La république n’est pas partout. Elle s’arrête à l’entrée de nos prisons. Des établissements indignes d’un pays moderne par leur vétusté et leur sur-occupation (65 600 détenus pour 57 213 places). Sans parler des pratiques internes dégradantes telles les fouilles à nu, qui devraient selon la loi être exceptionnelles, mais qui sont banalisées par pur confort de sécurité par les personnels pénitentiaires.
Il y a la théorie, à l’extérieur, et puis à l’intérieur, à l’abri des regards, de bien étranges pratiques. Celles qui par les humiliations répétées vous transforment des agneaux en loups.

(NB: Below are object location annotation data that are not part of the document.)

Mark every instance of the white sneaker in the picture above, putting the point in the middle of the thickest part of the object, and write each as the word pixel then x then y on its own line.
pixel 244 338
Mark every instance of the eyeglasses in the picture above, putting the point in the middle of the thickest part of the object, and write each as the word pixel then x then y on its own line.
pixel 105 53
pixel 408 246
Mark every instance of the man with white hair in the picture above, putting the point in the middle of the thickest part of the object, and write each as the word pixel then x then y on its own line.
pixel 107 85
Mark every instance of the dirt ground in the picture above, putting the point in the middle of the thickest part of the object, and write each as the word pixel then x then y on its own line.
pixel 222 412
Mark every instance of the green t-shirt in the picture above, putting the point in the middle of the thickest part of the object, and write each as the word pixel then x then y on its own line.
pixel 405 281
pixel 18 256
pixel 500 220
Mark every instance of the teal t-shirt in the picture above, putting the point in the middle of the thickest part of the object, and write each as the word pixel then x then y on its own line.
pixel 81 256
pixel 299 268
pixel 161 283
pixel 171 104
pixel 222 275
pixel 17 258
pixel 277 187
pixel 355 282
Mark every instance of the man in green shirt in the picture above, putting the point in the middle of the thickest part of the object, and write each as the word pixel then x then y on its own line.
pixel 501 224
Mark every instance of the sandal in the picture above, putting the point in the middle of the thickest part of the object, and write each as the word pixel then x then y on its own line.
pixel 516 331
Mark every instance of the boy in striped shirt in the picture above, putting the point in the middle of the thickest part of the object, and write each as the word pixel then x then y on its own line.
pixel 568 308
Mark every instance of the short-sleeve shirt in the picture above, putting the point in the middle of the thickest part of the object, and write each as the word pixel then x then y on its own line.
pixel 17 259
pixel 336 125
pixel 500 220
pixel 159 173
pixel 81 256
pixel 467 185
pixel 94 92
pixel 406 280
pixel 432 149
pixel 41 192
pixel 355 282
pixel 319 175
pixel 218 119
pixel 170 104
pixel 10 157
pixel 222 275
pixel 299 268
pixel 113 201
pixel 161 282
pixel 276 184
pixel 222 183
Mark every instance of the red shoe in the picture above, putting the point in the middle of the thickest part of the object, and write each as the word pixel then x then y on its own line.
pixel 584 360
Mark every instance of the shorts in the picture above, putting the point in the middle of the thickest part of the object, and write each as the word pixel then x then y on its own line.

Peu importe les multiples condamnations de la France par la Cour européenne des droits de l’homme (CEDH) pour "traitement dégradant". Rien ou presque ne change. Sur le papier, la France a profité de la loi pénitentiaire de 2009 pour encadrer la pratique très polémique des fouilles à nu qui devraient désormais "être justifiées par la présomption d’une infraction ou par les risques que le comportement des personnes détenues fait courir à la sécurité". Leur fréquence doit normalement être "strictement adaptée à ces nécessités".
Dans la pratique, c’est une autre histoire. Le constat posé tout récemment par Jean-Marie Delarue, Contrôleur général des prisons est sans appel : "Une circulaire d’avril 2011 a réhabilité le caractère systématique des fouilles, trahissant ainsi l’esprit de la loi".
Le texte permet aux directeurs de prison de recourir quotidiennement aux fouilles à nu dès lors que leur établissement fait face à une "situation dangereuse". Comme souvent, le diable se cache dans le détail. Il aura suffi aux fonctionnaires du ministère de la justice de remplacer les mots "personnes dangereuses" par "situation dangereuse".
Le quotidien La Croix s’est intéressé à cette question. "Concrètement, il suffit que je trouve quelques objets illicites au sein de la prison pour pouvoir recourir à ces fouilles pendant une période de trois mois", confirme sous couvert d’anonymat un directeur de prison de l’ouest de la France. "À la fin de cette période, il suffit que je fasse une nouvelle prise pour renouveler le dispositif".
Alors certes, différents tribunaux administratifs ont condamné ces pratiques mais cela reste insuffisant pour mettre fin à ce qu’il faut bien appeler une dérive grave.